Atelier d'écriture

L’atelier d’écriture est l’occasion de jouer avec les mots, de faire entendre sa voix, d’écouter celle des autres, de se découvrir. C’est avant tout une expérience ludique, le plaisir de réaliser quelque chose et de le partager. À chaque séance l’animatrice propose de nouvelles consignes, qui servent de point de départ à l’écriture. Cette règle du jeu, par son aspect contraignant, permet de libérer l’imagination. On n’est plus devant une inquiétante page blanche, mais devant une proposition d’écriture, qu’on pourra à son gré suivre de près ou subvertir discrètement. C’est ce qui fait tout le sel de la lecture des textes : on se rend compte que chaque participant a traité la consigne de façon personnelle, provoquant la surprise, le rire ou l’émotion. Les échanges, qui se font dans un esprit curieux et bienveillant, permettent à chacun de prendre du recul sur son propre texte.

Quelques textes du 1er atelier


Cadavres exquis


Le citron vert déterrait des carottes au soleil couchant. 

Le cheval dominait des crapauds dorés avec ravissement. 

Le rayon bleu tambourine une pomme verte terne et livide.

Un jeune homme arrose les coccinelles sans jamais en avoir l'air. 

Le temps regarde des caniches avec circonspection. 

Paul et Virginie observaient les champignons gris dans une cage dorée dont on avait perdu la clé.

Les petits nains envisageaient les noix de cajou d'une manière très chevaleresque. 

Quelques citoyens décortiquent les salsifis avec une pointe d'ail. 

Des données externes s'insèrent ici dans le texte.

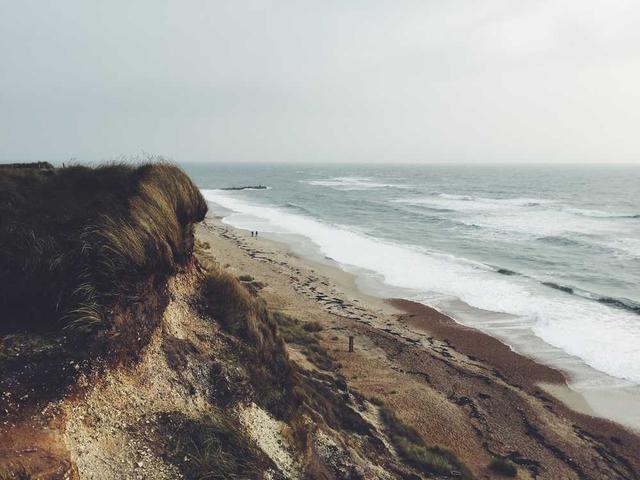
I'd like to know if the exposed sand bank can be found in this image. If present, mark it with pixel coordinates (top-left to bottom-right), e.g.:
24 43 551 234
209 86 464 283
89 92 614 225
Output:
197 218 640 478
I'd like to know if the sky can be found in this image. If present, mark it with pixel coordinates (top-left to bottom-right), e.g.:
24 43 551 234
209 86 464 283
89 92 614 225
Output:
0 0 640 165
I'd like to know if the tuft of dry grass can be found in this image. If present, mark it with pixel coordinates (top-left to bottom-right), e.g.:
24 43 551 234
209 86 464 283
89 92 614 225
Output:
0 162 207 332
202 261 296 418
271 312 336 371
380 407 473 480
160 413 272 480
489 457 518 477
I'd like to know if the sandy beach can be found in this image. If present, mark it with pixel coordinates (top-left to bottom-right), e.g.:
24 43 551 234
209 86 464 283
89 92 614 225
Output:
197 217 640 478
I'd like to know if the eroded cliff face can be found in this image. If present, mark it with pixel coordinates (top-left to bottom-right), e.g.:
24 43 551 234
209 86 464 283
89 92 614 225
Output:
0 163 438 479
0 261 436 479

Les artistes cherchent désespérément une issue de secours translucide. 



Faits divers pour presse à sensations

d'après les Nouvelles en trois lignes de Félix Fénéon


« Un négociant de Saint-Gaudens surprit à Boussens sa femme enlacée à un barbier. Il tira. L’amant fut blessé ; l’amante s’enfuit. » 

Il était trois heures de l’après-midi, ce mercredi 1er octobre, quand survint le drame dans la petite bourgade de Boussens, poutant réputée pour sa tranquillité. Un peu plus tôt dans l’après-midi, Madame Deschanels, épouse du célèbre négociant de Saint-Gaudens, se présenta à la porte du commerce de Monsieur Tressautin, barbier réputé à Boussens pour sa dextérité à manier le rasoir, simplement vêtue d’un délicieusement transparent déshabillé noir et de porte-jarretelles tout aussi affolants. Monsieur Tressautin, qui n’avait à ce moment-là aucun client entre ses mains agiles, accueillit chaleureusement la dame qui lui aurait alors proposé, selon les propos du barbier recueillis après le drame, de « remettre un peu d’ordre dans [sa] barbe broussailleuse, les barbiers étant vraiment les plus mal rasés ! ». Monsieur Tressautin, d’abord embarrassé par une telle entreprise, et ce d’autant plus qu’il connaissait le tempérament méditerranéen de Monsieur Deschanels, s’abandonna finalement dans les bras de son épouse. Celle-ci lui ôta sa chemise et recouvrit son torse viril d’une douce serviette en coton égyptien avant de se mettre à l’ouvrage, enlaçant de ce fait le barbier de ses bras délicats. 
C’est à cet instant que, prévenu par un voisin curieux, Monsieur Deschanels arriva sur les lieux, fracturant la porte du barbier, et criant à sa femme qu’elle n’était qu’une infernale dévergondée, prête à toutes les bassesses pour se compromettre avec un barbier, de surcroît mal rasé. Le barbier protesta mais n’eut pas le temps de faire la démonstration de son talent car Monsieur Deschanel lui tira dessus avec le revolver qu’il avait habilement caché dans son veston. Blessé à la main droite, ce qui mettra d’ailleurs un terme à sa brillante carrière, il hurlait de douleur dans sa boutique alors que, pendant ce temps, Madame Deschanels prenait la poudre d’escampette par la porte de service, emportant avec elle la chemise du barbier, humble trophée d’un amour contrarié.
Hélène

*

« Plus rien dans les troncs, plus rien sur l’autel aux églises de Bezancourt et de Boult (Marne) : des cambrioleurs ont passé là. » 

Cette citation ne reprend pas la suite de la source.